Launched in partnership with the nonprofit Protect Our Winters (POW), the campaign takes inspiration from a piece by James Dive and The Glue Society called “Hot with the Chance of a Late Storm”, a similarly melting ice cream truck installed on the beach in Sydney, Australia. Protect Our Winters is a community of athletes, scientists, creatives, and business leaders working to advance non-partisan climate policies. “We need a movement to create large-scale policy change on climate,” says Auden Schendler, Aspen Skiing Company’s SVP of Sustainability. “POW is that movement, mobilizing the outdoor industry as a political force.”
POW and Aspen Skiing Company hope the sculpture will provoke an emotional reaction in onlookers as they arrive on the mountain. Many visitors look forward to their mountain excursion all year, and shorter snow seasons can be highly disappointing. With Aspen warming by about 0.4 degrees per decade, a future in which skiing is no longer possible may be within sight.
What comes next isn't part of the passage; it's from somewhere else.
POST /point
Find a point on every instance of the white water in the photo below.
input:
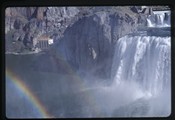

The groups hope anyone moved by the installation will write to their senators, pressure their favorite businesses to use their voices and influence in Washington, or work to affect small changes like clean energy standards in their own towns.
The installation is rendered even more poignant by the dramatic juxtaposition of two recent events in Colorado: a rare winter wildfire that killed at least four people and destroyed nearly 1,000 homes in the Boulder area, and the 10 inches of snow that extinguished it. On the day the fire started, the area was experiencing unusually high winds after months of drought. The fires blazed across an urban area once thought to be much safer than forested areas in terms of fire risk, burning down a Target and a hotel.
“The record warm temperatures we’ve had in Colorado definitely played a role in this,” says Jennifer Balch, fire scientist and the director of the Earth Lab at the University of Colorado Boulder, in an interview with Colorado Public Radio. “Our temperatures across the Front Range between June and December were the warmest on record going back to the early 1960s. Climate change is essentially keeping our fuels drier longer. These grasses that we’re burning during this event, they’ve been baked, essentially, all fall and all winter. And then, on top of that, we didn’t get a lick of moisture.”